An open-source tool for automated human-level circling behavior detection

Affiliations

An open-source tool for automated human-level circling behavior detection

O R Stanley et al. Sci Rep. .

Abstract

Quantitatively relating behavior to underlying biology is crucial in life science. Although progress in keypoint tracking tools has reduced barriers to recording postural data, identifying specific behaviors from this data remains challenging. Manual behavior coding is labor-intensive and inconsistent, while automatic methods struggle to explicitly define complex behaviors, even when they seem obvious to the human eye. Here, we demonstrate an effective technique for detecting circling in mice, a form of locomotion characterized by stereotyped spinning. Despite circling's extensive history as a behavioral marker, there currently exists no standard automated detection method.

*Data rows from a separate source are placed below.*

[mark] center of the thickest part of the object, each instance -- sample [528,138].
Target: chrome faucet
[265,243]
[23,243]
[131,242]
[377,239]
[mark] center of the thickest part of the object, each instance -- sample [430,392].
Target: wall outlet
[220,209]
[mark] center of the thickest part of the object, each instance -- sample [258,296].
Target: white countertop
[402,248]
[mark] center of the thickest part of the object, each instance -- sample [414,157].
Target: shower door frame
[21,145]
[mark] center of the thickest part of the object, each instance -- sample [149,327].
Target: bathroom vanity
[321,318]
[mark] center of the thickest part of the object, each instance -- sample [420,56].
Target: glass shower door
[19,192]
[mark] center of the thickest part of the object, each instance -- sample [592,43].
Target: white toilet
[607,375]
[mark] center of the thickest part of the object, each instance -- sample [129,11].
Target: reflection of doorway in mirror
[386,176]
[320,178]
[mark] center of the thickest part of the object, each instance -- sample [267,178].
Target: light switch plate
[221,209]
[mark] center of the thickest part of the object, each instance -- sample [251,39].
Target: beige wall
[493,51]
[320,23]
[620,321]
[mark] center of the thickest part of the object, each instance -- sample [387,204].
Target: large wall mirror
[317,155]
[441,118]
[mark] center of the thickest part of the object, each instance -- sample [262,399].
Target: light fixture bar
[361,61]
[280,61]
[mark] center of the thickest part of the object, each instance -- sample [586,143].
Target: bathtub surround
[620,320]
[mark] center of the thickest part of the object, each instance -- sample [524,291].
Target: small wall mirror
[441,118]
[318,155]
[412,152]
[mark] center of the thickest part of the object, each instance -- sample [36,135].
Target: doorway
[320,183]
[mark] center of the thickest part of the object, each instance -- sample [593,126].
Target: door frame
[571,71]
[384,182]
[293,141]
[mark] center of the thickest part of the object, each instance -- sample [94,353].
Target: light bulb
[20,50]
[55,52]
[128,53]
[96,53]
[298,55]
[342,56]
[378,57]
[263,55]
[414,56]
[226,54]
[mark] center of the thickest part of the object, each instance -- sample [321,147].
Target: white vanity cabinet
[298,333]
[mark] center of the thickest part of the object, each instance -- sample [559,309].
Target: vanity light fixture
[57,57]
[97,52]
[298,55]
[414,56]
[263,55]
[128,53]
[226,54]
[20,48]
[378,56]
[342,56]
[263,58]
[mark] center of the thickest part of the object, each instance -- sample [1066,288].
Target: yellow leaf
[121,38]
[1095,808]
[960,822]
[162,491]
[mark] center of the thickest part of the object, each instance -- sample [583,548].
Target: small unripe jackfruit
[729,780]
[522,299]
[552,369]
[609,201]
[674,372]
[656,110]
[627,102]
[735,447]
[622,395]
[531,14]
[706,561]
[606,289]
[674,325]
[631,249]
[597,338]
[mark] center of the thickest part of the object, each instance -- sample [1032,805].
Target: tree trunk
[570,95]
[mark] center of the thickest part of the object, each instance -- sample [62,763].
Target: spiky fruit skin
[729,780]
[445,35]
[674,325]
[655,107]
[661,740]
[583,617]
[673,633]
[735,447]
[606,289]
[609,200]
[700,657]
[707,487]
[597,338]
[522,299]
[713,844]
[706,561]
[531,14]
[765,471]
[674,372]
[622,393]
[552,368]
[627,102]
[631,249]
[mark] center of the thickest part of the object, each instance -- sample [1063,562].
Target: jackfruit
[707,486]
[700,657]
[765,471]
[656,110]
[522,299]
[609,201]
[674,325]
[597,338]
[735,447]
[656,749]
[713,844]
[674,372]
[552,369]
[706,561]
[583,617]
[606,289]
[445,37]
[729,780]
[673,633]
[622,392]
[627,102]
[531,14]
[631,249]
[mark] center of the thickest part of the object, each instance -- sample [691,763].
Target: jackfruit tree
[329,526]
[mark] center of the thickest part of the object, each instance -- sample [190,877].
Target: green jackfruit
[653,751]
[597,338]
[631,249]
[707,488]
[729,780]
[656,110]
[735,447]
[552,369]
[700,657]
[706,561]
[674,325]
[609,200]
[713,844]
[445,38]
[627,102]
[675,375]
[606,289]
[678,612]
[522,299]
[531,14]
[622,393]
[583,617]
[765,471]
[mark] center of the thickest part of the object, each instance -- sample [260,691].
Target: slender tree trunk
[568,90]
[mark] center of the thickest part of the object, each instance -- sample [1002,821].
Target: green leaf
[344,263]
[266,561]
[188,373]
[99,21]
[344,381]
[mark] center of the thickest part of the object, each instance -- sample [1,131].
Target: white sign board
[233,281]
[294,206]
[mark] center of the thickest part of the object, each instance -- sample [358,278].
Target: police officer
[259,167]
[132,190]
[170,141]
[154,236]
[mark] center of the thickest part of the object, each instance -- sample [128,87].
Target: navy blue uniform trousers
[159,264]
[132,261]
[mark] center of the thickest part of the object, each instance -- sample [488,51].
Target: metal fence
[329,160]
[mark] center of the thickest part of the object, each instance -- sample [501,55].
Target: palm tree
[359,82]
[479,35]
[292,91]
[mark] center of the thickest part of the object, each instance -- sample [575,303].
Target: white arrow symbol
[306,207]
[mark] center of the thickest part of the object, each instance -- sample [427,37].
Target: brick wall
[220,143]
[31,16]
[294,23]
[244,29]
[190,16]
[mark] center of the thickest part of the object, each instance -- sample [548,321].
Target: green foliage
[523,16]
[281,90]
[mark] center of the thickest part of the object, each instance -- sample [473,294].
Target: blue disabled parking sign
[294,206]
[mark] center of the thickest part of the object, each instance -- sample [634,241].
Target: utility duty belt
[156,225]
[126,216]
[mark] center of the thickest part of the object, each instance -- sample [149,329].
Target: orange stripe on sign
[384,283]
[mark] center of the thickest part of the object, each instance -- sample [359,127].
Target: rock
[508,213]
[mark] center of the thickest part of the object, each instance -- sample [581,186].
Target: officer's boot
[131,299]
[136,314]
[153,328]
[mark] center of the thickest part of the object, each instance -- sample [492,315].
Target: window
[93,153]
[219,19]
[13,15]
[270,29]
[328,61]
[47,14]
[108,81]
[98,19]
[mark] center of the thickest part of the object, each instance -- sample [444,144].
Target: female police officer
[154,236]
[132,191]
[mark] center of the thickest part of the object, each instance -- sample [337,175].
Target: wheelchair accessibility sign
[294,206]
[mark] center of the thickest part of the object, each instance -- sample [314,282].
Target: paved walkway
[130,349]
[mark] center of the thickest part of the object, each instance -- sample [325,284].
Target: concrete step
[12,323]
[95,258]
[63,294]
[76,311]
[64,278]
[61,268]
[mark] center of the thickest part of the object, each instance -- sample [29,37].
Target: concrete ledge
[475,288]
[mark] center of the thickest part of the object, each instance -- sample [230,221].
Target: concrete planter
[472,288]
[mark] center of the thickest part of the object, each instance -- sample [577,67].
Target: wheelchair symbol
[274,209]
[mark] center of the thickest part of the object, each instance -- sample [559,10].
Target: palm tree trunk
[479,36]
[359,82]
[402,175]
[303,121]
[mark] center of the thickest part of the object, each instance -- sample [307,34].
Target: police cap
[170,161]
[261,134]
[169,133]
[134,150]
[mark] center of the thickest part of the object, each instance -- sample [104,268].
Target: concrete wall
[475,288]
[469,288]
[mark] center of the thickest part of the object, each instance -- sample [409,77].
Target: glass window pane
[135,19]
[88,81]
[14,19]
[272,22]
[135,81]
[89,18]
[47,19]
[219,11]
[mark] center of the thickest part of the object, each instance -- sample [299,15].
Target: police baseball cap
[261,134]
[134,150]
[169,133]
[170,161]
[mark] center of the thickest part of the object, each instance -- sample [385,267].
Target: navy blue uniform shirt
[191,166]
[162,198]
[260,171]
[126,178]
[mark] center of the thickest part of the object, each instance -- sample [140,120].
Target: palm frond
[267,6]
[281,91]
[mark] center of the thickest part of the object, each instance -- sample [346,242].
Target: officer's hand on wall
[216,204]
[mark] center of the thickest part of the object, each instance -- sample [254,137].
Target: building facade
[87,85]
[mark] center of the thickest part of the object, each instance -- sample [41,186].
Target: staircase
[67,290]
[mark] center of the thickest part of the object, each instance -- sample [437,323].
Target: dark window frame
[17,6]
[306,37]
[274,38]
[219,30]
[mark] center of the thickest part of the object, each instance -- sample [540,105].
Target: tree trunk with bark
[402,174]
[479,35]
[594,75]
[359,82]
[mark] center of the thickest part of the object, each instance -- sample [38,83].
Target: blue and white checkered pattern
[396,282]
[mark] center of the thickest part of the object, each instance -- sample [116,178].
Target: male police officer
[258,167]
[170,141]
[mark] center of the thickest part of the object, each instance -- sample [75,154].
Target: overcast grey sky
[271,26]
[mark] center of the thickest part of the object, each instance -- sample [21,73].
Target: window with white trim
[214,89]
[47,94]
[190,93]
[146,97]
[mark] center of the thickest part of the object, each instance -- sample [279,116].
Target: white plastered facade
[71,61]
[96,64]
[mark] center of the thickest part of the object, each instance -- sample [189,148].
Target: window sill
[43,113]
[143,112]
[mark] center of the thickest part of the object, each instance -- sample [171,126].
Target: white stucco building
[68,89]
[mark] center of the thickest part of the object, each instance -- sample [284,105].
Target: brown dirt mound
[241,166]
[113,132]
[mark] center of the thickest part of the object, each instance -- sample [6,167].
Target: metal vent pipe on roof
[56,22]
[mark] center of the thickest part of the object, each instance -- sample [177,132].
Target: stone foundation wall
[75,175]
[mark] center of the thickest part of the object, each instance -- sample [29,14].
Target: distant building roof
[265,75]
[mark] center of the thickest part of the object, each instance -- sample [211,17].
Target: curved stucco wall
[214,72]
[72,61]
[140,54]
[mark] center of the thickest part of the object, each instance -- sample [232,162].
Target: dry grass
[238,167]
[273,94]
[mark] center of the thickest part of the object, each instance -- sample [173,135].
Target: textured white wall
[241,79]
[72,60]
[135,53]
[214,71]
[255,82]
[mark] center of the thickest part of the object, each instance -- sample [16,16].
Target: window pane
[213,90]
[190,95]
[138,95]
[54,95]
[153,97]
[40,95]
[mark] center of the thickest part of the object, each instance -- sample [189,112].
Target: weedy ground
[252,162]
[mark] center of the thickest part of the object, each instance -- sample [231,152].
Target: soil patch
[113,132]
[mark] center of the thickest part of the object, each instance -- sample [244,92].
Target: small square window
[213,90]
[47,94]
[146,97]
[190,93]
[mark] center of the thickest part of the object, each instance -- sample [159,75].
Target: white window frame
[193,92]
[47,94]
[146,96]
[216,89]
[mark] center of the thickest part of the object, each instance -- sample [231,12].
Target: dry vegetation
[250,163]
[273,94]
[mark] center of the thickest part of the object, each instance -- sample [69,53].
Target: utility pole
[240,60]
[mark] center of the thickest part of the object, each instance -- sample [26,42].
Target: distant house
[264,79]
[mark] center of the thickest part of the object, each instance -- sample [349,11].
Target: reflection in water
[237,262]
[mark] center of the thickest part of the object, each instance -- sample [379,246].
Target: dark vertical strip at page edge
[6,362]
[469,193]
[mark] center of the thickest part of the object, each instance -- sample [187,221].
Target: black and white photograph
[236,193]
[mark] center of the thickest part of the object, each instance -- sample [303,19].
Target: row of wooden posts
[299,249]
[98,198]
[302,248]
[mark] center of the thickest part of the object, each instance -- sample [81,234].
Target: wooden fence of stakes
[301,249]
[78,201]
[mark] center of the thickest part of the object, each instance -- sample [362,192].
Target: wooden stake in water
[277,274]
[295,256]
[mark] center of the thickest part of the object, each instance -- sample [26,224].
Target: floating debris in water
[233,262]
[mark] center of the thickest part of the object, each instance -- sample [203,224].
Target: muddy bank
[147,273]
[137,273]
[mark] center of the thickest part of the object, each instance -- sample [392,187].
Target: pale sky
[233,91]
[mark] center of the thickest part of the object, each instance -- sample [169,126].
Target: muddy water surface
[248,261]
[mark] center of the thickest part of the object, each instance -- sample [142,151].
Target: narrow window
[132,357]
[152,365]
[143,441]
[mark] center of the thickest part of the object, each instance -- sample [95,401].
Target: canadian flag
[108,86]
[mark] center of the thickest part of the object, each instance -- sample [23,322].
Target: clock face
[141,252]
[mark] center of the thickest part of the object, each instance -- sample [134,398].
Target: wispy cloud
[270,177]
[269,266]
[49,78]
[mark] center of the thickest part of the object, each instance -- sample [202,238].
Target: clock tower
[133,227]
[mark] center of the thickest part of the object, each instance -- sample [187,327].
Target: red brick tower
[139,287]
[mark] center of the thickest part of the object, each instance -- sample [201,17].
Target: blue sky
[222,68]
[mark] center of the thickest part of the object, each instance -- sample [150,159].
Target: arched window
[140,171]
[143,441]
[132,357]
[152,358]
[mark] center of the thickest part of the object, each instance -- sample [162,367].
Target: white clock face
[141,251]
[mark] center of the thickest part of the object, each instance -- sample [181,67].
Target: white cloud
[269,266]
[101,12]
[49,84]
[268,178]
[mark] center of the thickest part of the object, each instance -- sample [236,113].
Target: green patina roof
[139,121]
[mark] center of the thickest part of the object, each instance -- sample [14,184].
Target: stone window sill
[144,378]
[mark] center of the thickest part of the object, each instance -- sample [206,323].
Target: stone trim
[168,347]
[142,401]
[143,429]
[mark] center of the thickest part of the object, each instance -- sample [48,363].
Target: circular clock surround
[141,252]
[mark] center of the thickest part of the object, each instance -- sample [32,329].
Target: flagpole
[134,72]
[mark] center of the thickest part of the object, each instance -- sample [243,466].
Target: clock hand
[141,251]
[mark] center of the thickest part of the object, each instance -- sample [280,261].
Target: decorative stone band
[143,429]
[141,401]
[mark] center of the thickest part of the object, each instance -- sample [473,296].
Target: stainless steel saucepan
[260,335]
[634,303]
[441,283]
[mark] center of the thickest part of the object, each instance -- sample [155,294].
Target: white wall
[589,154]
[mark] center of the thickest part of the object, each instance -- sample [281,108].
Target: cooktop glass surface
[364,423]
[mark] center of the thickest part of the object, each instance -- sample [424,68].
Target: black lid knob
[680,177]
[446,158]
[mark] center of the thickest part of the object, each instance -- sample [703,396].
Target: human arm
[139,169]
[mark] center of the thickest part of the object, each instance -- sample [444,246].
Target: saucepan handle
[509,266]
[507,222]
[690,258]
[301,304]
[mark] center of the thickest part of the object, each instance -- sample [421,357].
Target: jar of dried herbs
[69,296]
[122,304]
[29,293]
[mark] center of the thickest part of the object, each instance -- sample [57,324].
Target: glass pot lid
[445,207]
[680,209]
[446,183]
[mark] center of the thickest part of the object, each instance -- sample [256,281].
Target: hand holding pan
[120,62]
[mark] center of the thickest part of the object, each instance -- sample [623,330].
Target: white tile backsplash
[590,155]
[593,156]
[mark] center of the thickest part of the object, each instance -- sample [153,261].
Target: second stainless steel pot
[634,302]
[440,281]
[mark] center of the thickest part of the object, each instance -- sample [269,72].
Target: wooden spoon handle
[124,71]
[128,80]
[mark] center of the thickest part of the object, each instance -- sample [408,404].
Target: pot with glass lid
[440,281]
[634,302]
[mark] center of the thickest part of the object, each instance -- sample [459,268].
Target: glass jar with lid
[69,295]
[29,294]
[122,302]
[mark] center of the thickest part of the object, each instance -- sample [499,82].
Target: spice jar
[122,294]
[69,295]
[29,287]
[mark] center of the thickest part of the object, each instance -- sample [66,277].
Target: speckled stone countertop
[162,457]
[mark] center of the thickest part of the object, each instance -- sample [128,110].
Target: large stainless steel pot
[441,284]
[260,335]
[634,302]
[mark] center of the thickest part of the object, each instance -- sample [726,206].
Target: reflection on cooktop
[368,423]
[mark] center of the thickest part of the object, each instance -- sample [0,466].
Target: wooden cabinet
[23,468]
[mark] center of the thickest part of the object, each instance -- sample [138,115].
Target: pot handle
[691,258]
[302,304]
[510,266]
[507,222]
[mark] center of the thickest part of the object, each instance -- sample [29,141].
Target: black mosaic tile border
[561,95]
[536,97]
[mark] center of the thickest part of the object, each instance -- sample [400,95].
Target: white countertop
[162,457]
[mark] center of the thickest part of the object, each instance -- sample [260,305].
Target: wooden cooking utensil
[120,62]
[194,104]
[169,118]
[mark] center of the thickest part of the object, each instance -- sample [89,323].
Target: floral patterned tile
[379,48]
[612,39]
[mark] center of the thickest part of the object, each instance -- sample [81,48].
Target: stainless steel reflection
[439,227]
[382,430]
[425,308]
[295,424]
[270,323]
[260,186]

We developed a circling detection technique using simple postprocessing of keypoint data obtained from videos of freely-exploring (Cib2-/-;Cib3-/-) mutant mice, a strain previously found to exhibit circling behavior. Our technique achieves statistical parity with independent human observers in matching occurrence times based on human consensus, and it accurately distinguishes between videos of wild type mice and mutants. Our pipeline provides a convenient, noninvasive, quantitative tool for analyzing circling mouse models without the need for software engineering experience. Additionally, as the concepts underlying our approach are agnostic to the behavior being analyzed, and indeed to the modality of the recorded data, our results support the feasibility of algorithmically detecting specific research-relevant behaviors using readily-interpretable parameters tuned on the basis of human consensus.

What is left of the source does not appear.